# News headline text generation model

Here, I create a model that generates news headlines using the Kaggle dataset of New York Times comments and headlines. 

## 1) import the necessary libraries.

In [1]:
# necessary imports

# keras module for building LSTM 
from keras.preprocessing.sequence import pad_sequences
from keras.layers import Embedding, LSTM, Dense, Dropout
from keras.preprocessing.text import Tokenizer
from keras.callbacks import EarlyStopping
from keras.models import Sequential
import keras.utils as ku 

# set seeds for reproducability
from tensorflow import set_random_seed
from numpy.random import seed
set_random_seed(2)
seed(1)

import pandas as pd
import numpy as np
import string, os 

import warnings
warnings.filterwarnings("ignore")
warnings.simplefilter(action='ignore', category=FutureWarning)

Using TensorFlow backend.


## 2) Load the [dataset](https://www.kaggle.com/aashita/nyt-comments) of New York Times comments and headlines.

In [4]:
# method from Kaggle kernel

curr_dir = '/Users/laurenfinkelstein/take_home_tests/SynapseFI/data/'
all_headlines = []
for filename in os.listdir(curr_dir):
    if 'Articles' in filename:
        article_df = pd.read_csv(curr_dir + filename)
        all_headlines.extend(list(article_df.headline.values))
        break

all_headlines = [h for h in all_headlines if h != "Unknown"]
len(all_headlines)

831

In [None]:
# William method? using glob?

## 3) Prepare the data

### 1. Clean the data

- remove punctuation
- lowercase all words

In [6]:
def clean_text(txt):
    txt = "".join(v for v in txt if v not in string.punctuation).lower() # removes punctuation and lowercases words
    txt = txt.encode("utf8").decode("ascii",'ignore') # converts from utf8 to ascii -- REMOVE THIS!!
    return txt 

corpus = [clean_text(x) for x in all_headlines]
corpus[:10]

['finding an expansive view  of a forgotten people in niger',
 'and now  the dreaded trump curse',
 'venezuelas descent into dictatorship',
 'stain permeates basketball blue blood',
 'taking things for granted',
 'the caged beast awakens',
 'an everunfolding story',
 'oreilly thrives as settlements add up',
 'mouse infestation',
 'divide in gop now threatens trump tax plan']

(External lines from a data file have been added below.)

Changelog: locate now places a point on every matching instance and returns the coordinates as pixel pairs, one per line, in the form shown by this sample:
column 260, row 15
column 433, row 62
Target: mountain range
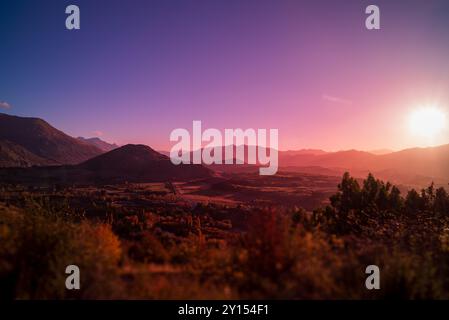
column 32, row 141
column 26, row 142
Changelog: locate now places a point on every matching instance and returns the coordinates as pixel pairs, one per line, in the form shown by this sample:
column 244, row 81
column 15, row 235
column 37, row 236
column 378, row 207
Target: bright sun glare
column 427, row 122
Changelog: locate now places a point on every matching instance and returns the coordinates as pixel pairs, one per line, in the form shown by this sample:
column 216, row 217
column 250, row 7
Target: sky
column 136, row 70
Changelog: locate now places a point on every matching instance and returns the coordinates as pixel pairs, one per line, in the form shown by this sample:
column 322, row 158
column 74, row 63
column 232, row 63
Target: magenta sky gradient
column 138, row 70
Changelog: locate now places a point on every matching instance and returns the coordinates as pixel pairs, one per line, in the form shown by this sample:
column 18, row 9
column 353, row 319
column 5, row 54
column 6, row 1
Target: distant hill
column 13, row 155
column 130, row 163
column 141, row 163
column 381, row 151
column 417, row 165
column 100, row 144
column 40, row 143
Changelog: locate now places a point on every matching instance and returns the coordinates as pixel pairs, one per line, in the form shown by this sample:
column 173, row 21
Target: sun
column 427, row 122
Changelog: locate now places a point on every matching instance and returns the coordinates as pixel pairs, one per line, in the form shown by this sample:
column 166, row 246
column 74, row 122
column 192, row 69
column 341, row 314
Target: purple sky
column 139, row 69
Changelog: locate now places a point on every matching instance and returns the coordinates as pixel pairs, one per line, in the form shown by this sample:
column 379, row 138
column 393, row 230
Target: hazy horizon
column 133, row 74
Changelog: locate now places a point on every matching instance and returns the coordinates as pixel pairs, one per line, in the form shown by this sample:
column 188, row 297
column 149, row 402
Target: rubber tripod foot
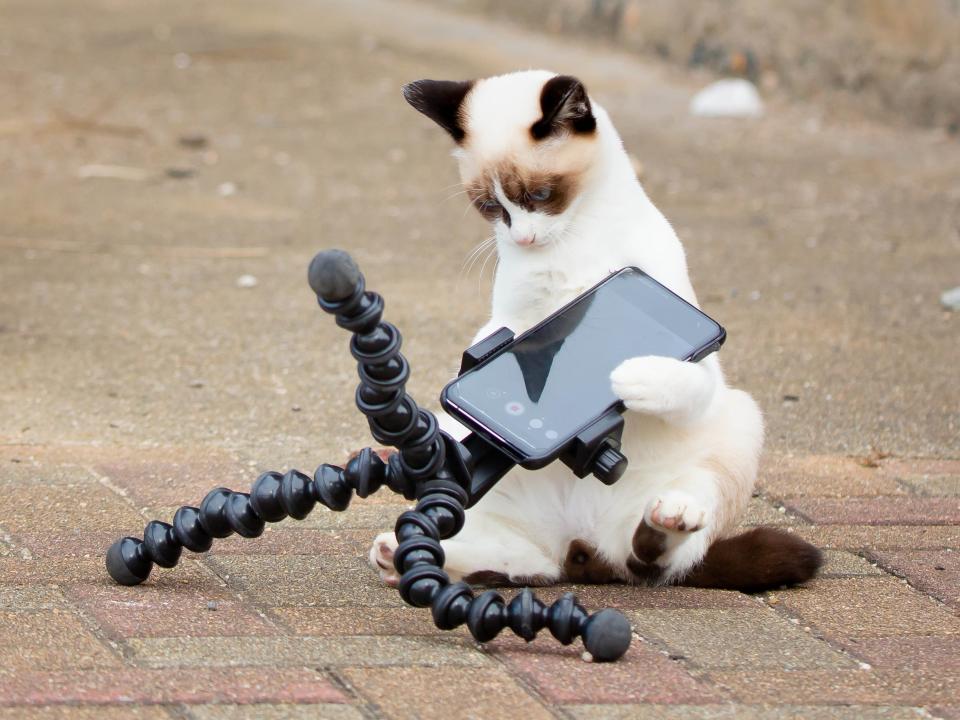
column 607, row 636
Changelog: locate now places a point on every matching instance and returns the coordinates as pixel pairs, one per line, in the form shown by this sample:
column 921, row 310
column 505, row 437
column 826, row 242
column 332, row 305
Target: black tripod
column 444, row 475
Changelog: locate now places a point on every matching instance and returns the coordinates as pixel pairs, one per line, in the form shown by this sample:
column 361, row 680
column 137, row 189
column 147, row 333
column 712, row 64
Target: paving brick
column 50, row 505
column 868, row 607
column 295, row 651
column 763, row 512
column 881, row 537
column 739, row 712
column 945, row 712
column 403, row 620
column 928, row 652
column 444, row 693
column 922, row 470
column 147, row 611
column 830, row 687
column 50, row 640
column 305, row 580
column 31, row 597
column 88, row 712
column 288, row 538
column 838, row 563
column 274, row 712
column 169, row 685
column 822, row 476
column 170, row 475
column 635, row 597
column 935, row 572
column 643, row 675
column 878, row 511
column 757, row 638
column 935, row 485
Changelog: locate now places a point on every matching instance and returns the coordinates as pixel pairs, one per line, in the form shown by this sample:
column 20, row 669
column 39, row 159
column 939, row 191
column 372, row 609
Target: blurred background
column 167, row 169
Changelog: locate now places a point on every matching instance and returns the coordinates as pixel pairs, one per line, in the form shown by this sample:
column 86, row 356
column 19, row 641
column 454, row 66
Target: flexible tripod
column 443, row 474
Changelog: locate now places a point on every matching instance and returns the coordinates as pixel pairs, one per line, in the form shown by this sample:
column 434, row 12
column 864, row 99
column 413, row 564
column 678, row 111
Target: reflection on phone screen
column 543, row 390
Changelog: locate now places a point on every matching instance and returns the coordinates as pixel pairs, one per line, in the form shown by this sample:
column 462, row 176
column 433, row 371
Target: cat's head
column 525, row 144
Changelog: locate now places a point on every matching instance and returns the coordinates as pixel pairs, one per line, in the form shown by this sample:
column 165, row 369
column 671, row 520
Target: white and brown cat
column 542, row 162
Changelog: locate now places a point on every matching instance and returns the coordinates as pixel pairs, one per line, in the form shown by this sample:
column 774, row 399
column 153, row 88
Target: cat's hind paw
column 381, row 558
column 676, row 511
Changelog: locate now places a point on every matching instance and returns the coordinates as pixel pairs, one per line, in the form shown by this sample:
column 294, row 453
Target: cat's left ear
column 440, row 100
column 565, row 107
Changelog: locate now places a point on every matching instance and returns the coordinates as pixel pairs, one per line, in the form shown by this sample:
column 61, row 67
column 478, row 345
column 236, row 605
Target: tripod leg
column 223, row 512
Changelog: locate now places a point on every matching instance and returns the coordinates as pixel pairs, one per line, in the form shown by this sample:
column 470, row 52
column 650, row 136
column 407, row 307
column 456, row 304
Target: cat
column 542, row 162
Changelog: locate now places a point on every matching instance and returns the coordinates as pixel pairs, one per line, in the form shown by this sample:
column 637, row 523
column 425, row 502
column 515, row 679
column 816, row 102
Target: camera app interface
column 549, row 385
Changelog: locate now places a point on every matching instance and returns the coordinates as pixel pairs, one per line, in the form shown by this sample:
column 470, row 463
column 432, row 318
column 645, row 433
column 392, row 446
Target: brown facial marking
column 584, row 565
column 441, row 101
column 565, row 107
column 648, row 546
column 523, row 188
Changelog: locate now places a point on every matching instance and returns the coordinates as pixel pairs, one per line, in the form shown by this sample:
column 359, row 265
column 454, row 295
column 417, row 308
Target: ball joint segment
column 429, row 466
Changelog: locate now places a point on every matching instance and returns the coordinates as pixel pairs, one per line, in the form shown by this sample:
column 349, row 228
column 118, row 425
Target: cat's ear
column 440, row 100
column 565, row 107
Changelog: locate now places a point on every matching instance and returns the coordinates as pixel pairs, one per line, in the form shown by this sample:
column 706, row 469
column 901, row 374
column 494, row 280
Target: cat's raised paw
column 648, row 384
column 381, row 558
column 677, row 511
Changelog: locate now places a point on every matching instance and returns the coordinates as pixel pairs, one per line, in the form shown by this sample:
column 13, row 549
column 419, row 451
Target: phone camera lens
column 514, row 408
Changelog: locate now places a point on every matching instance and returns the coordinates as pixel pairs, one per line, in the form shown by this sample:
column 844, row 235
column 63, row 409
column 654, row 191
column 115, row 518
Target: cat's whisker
column 474, row 256
column 456, row 194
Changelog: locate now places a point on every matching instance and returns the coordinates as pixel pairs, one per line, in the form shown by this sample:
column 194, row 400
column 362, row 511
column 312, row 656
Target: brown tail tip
column 757, row 560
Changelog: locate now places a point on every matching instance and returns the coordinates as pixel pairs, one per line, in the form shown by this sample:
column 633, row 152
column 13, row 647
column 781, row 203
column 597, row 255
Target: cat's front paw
column 647, row 384
column 381, row 558
column 676, row 511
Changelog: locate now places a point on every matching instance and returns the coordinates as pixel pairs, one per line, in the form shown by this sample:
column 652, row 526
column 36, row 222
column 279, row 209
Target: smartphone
column 536, row 394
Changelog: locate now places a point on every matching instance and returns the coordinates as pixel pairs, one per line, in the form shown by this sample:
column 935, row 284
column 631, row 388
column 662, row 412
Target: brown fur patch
column 757, row 560
column 584, row 565
column 648, row 545
column 519, row 185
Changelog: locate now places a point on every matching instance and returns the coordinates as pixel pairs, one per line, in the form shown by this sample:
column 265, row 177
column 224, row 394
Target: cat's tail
column 754, row 561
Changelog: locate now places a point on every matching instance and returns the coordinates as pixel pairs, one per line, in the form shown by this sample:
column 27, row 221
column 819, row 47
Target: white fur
column 692, row 442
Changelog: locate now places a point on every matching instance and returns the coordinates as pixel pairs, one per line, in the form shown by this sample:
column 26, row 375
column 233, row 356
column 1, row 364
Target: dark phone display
column 541, row 391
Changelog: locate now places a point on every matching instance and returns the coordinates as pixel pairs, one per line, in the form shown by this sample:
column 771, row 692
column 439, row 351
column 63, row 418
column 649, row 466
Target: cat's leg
column 703, row 502
column 676, row 391
column 497, row 557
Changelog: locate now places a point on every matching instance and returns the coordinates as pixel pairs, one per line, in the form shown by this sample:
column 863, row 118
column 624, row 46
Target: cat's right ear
column 440, row 100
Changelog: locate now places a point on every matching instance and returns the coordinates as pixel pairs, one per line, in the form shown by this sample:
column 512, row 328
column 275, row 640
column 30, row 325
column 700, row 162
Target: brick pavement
column 293, row 624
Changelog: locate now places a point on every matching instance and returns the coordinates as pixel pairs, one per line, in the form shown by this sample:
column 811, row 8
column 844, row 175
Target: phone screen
column 551, row 382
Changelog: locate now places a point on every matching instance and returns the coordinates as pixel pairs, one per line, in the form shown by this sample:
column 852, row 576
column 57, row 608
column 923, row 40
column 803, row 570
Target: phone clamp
column 444, row 475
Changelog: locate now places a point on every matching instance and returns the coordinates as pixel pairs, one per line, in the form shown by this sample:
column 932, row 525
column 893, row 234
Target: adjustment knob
column 609, row 464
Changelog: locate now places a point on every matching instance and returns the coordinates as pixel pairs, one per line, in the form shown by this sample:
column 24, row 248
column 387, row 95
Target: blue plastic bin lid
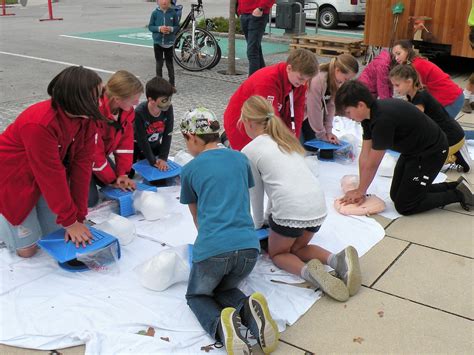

## 2. Generate sequence of n-gram tokens

Language modelling takes in sequential data (i.e., words/tokens), and uses this sequential data to predict the next word/token. This requires tokenization, which is the process of extracting tokens (i.e., terms/words) from a corpus. To do this, I use the Python library Keras' built-in model for tokenization, which is able to obtain the tokens and their respsective index in the corpus. This allows for every text document in the dataset to be converted into a sequence of tokens.

In [10]:
# create the tokenizer
tokenizer = Tokenizer()

def get_sequence_of_tokens(corpus):
    ## tokenization
    tokenizer.fit_on_texts(corpus) # fit the tokenizer on the documents
    total_words = len(tokenizer.word_index) + 1 # word index gives a dictionary of words and their uniquely assigned integers
    
    ## convert data to sequence of tokens 
    input_sequences = [] # sequence of n-grams from all documents in the corpus
    for line in corpus:
        token_list = tokenizer.texts_to_sequences([line])[0] # list of tokens corresponding to each word in the document (i.e., news headline)
        for i in range(1, len(token_list)):
            n_gram_sequence = token_list[:i+1]
            input_sequences.append(n_gram_sequence) # sequence of n-grams (from 2 word n-grams, through n-grams = len(line))
    return input_sequences, total_words

inp_sequences, total_words = get_sequence_of_tokens(corpus)
inp_sequences[:10]

[[169, 17],
 [169, 17, 665],
 [169, 17, 665, 367],
 [169, 17, 665, 367, 4],
 [169, 17, 665, 367, 4, 2],
 [169, 17, 665, 367, 4, 2, 666],
 [169, 17, 665, 367, 4, 2, 666, 170],
 [169, 17, 665, 367, 4, 2, 666, 170, 5],
 [169, 17, 665, 367, 4, 2, 666, 170, 5, 667],
 [6, 80]]

Each list in the above output represents the ngram phrases generated from the input data (i.e., the documents/headlines). Each integer in these n-grams is the index of the given word in the complete vocabulary of words present in the corpus of text. 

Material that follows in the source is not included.